If the new evidence throws a crimp into your thinking about chokes, don't feel bad. I, too, was set back on my heels, and then took up a course of deep reflection on the subject.
The more I study these outstanding photo results, the more I can see what both wad and shot are doing as they head downrange. After 27 years of chasing shot clouds on paper, I can now say I have taken a ride on a payload of shot, at least in a virtual reality sense.
Taking Data to Water We pressed our ballistics research into action off of Bellingham, Wash., hunting sea ducks. Our group included Corzine, guide Duke LeVan, cameraman Bill Saunders and Ron Latschaw, founder of the Final Approach layout blind. We pulled anchor on Latschaw's "Willie" custom-built, 21-foot duck boat, and headed out onto the clam beds of Bellingham Bay. With good weather and a decoy spread fit for king set out by LeVan in the chase boat, we were loaded and ready to test the Pinnacle non-toxic ammunition, the very reason for the research project.
As I changed chokes to shoot fast-moving, tough surf and white-wing scoters that flew low over the water, I made careful photographic and gunning notes of the background pellet contact against the waves as rounds were shot at mostly crossing targets.
My Remington 11-87 mounting the Dead Ringer plastered a single spot on the water with #2s -- even at 40 yards -- so hard it looked like someone had dumped a bucket of shot in one place.
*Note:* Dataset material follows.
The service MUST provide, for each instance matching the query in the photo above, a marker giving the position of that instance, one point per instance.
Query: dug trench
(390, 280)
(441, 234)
Standard Rem choke modified produced a wider pattern by far, but again most of the shot got downrange in a reasonably tight mass. Full choke, however, sent strings of shot boiling across the blue water, producing spikes high into the air in long rows as pellets slammed into the wave tops.
While the details of the ballistic effects regarding the new Pin
nacle non-toxics are best left to another time, it is safe to say that when short shot string patterns hit ducks, birds died faster with less aftershock trauma than birds gunned with less choke, meaning longer shot strings.
If the bird is coming straight on and you get all of the string into the target, full chokes can deliver devastating loads. However, side and slight-angle shots can be a different story. Now I know why I tend to hit several teal crossing at a right angle when shooting a full choke and trying for the lead bird. In effect, the 14-foot-long string of pellets acts like a chain across the face of the whole flock. One-shot doubles can result. I once killed a full limit of six ducks with three shots when leading a big flock of teal. The fact is it was just long shot string going to work -- and a pile of luck. I've never done it again, nor am I likely to.
L.P. Brezny is a ballistics expert from Piedmont, S.D.